Conclusion & outlook

Three main learnings can be drawn from the analyses above:

  • Feature engineering turns out to be an important part of this machine learning project. Segmenting the track into subtracks and basing the forecast on the recent previous movements holds responsible for the accuracy results that could be achieved finally. At the same time the choice of the model was only of minor relevance.
  • Feature engineering as a creative process requires some knowledge on the problem at hand to assess which data transformation may be useful or not. At the same time it remains a trial and error process as the actual significance of an engineered feature can only be assessed by including it in a model and comparing it with the results of a model that did not make use of the feature. In the present case, the engineered features of distance and bearing variability, coast distance and number of records so far seemed not to be particularly meaningful.
  • The optimal model choice largely depends on the relationships between explaining and response variables. In the current case of a nearly perfect linear relationship with a single feature, applying more complex models only brings minor improvements while increasing the computational burden (esp. for hyperparameter tuning) and showing some lack of resilience. The ensemble model approach turned out to be the most accurate one while offering a large degree of robustness.

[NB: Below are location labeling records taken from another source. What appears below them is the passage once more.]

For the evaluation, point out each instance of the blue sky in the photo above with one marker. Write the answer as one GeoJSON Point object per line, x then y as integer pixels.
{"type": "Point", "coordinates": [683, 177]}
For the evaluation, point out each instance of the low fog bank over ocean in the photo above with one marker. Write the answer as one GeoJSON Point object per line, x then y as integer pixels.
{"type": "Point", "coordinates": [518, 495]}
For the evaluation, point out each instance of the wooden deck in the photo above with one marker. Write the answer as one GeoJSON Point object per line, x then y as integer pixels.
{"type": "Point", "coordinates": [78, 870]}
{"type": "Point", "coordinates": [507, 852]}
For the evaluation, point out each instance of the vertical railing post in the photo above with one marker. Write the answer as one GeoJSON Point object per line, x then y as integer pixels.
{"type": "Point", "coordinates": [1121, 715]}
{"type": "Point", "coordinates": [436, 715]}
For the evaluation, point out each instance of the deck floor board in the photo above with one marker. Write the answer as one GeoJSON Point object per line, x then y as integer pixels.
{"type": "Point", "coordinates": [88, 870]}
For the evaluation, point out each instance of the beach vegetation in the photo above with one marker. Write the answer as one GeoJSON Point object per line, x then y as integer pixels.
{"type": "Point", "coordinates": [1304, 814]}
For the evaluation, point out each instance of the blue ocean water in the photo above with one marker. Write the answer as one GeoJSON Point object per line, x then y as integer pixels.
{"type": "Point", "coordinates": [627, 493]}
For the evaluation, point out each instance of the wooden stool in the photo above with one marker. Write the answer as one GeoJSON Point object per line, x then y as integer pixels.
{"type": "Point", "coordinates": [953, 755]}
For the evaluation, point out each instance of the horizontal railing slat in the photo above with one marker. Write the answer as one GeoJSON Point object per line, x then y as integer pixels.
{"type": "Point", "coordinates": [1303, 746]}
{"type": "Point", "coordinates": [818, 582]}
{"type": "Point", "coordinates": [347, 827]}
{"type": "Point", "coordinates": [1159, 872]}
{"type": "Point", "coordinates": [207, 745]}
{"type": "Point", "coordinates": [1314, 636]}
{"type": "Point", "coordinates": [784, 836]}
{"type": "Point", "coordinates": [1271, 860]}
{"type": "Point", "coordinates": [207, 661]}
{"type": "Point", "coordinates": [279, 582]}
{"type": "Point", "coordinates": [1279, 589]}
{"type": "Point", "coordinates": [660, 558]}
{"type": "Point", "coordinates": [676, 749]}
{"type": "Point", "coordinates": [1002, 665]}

Two ideas would be interesting to be analysed complementary to what has been done:

  • First, comparing the presented approach of distance and bearing prediction with a direct prediction of lat/lon changes. As already argued, the decision made in this regard to go for distance and bearing prediction is far from being indisputable and only a direct comparison with the alternative may reveal which approach is actually better suited.
  • Secondly, using a recurrent NN approach such as a LTSM to see if a deep learning approach may beat the currrently used machine learning approach. There is already some research on using RNN for hurricane track prediction with promising results (Alemany 2019, Chen et al. 2020).

References

Alemany, S.; Beltran, J.; Perez, A.; Ganzfried, S. (2019): Predicting Hurricane Trajectories Using a Recurrent Neural Network. Cangialosi, J. P. (2021): The 2020 Atlantic Hurricane Season - Forecast validation report.

Chen, Rui; Zhang, Weimin; Wang, Xiang (2020): Machine Learning in Tropical Cyclone Forecast Modeling: A Review. In Atmosphere 11 (7), p. 676.

NOAA (2021a): Climate Prediction Center - Atlantic Hurricane Outlook. Available online at https://www.cpc.ncep.noaa.gov/products/outlooks/hurricane.shtml, updated on 11/2/2022, checked on 11/2/2022.

NOAA (2021b): Hurricane FAQ – NOAA's Atlantic Oceanographic and Meteorological Laboratory. Available online at https://www.aoml.noaa.gov/hrd-faq/#what-is-a-hurricane, updated on 11/2/2022, checked on 11/2/2022.

StatsExchange (2016): Discussion on Encoding of Angle Data. Available online at https://stats.stackexchange.com/questions/218407/encoding-angle-data-for-neural-network.

World Meteorological Organization (2017): Global Guide to Tropical Cyclone Forecasting. Geneva.